Could this be solved just by posting your work and then immediately sharing the link with people you specifically want feedback from? That way there’s no expectation that they would have already seen it. (Granted, this is slightly different from a gdoc in that you can share a gdoc with one person, get their feedback, then share with another person, while what I suggested requires asking everyone you want feedback from all at once.)
Thanks for the idea! I agree that it probably helps, and it solves my issue with the state of knowledge of the other.
That being said, I don’t feel like this solves my main problem: it still feel to me as pushing too hard. Here the reason is that I post on a small venue (rarely more than a few posts per day) that I know the people I’m asking feedback too read regularly. So if I send them such a message at the moment I publish, it feels a bit like I’m saying that they wouldn’t read and comment it without that, which is a bit of a problem.
(I’m interested to know if researchers on the AF agree with that feeling, or if it’s just a weird thing that only exists in my head. When I try to think about being at the other end of such a message, I see myself as annoyed, at the very least).
I can’t find a reference for how to test if an inferred (or just given) reward function for a system can be used to predict decently enough what the system actually does.
What I can find are references about the usual IRL/preference learning setting, where there is a true reward function, known to us but unknown to the inference system; then the inferred reward function is evaluated by training a policy on it and seeing how much reward (or how much regret) it gets on the true reward function.

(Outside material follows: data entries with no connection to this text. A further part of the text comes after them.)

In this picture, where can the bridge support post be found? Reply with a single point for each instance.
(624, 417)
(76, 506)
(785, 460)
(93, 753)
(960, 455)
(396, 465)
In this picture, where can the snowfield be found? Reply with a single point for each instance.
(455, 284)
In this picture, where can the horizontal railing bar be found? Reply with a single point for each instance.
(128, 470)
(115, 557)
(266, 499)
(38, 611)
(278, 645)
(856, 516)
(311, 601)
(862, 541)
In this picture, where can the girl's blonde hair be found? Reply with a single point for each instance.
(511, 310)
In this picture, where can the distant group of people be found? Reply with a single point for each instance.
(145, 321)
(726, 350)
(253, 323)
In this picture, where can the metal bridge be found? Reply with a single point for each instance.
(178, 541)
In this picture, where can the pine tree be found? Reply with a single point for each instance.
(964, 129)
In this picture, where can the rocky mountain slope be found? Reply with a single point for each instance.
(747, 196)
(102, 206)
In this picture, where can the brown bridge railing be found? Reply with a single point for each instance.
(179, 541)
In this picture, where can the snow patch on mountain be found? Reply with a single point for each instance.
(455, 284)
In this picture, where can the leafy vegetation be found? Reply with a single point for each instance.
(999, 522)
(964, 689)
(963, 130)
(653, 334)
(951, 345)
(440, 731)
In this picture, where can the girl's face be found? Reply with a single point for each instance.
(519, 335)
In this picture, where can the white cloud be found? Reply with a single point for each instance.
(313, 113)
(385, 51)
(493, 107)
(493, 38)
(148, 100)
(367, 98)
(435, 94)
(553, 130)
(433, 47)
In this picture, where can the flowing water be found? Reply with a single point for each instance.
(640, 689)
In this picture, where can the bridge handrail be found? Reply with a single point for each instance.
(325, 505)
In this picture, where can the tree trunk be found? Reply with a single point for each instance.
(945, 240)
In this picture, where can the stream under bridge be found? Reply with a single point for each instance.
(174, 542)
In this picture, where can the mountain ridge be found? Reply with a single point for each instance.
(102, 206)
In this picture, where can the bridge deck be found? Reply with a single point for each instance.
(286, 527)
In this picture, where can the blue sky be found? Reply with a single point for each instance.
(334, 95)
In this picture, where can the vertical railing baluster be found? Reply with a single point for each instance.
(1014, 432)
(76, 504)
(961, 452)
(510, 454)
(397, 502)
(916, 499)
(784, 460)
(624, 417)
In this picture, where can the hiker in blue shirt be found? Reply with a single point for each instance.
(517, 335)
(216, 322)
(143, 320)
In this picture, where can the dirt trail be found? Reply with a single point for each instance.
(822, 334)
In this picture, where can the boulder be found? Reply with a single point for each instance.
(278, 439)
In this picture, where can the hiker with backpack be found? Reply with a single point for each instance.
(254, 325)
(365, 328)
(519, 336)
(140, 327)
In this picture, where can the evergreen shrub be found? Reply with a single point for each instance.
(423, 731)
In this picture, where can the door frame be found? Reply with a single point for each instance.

But that’s a good setting for checking if the reward is good for learning to do the task, not for checking if the reward is good for predicting what this specific system will do.
The best thing I have in mind right know is to find a bunch of different initial conditions, train on the reward from these conditions, and mix all policies together to get a distribution on the action at each state, and compare that with what the system actually does. It seems decent enough, but I would really like to know if someone has done something similar in the literature.
(Agents and Devices points in the right direction, but it’s focused on prediction which of the agent mixture or the device mixture is more probable in the posterior, which is a different problem.)
A month after writing my post on Focus as a crucial component of goal-directedness, I think I see things clearer about its real point. You can decompose the proposal in my post into two main ideas:
How much a system S is trying to accomplish a goal G can be captured by the distance of S to the set of policies maximally goal-directed towards G.
The set of policies maximally directed towards G is the set of policies trained by RL (for every amount of resource above a threshold) on the reward corresponding to G.
The first idea is what focus is really about. The second doesn’t work as well, and multiple people pointed out issues with it. But I still find powerful the idea that focus on a goal mesures the similarity with a set of policy that only try to accomplish this goal.
Now the big question left is: can we define the set of policies maximally goal-directed towards G in a clean way that captures our intuitions?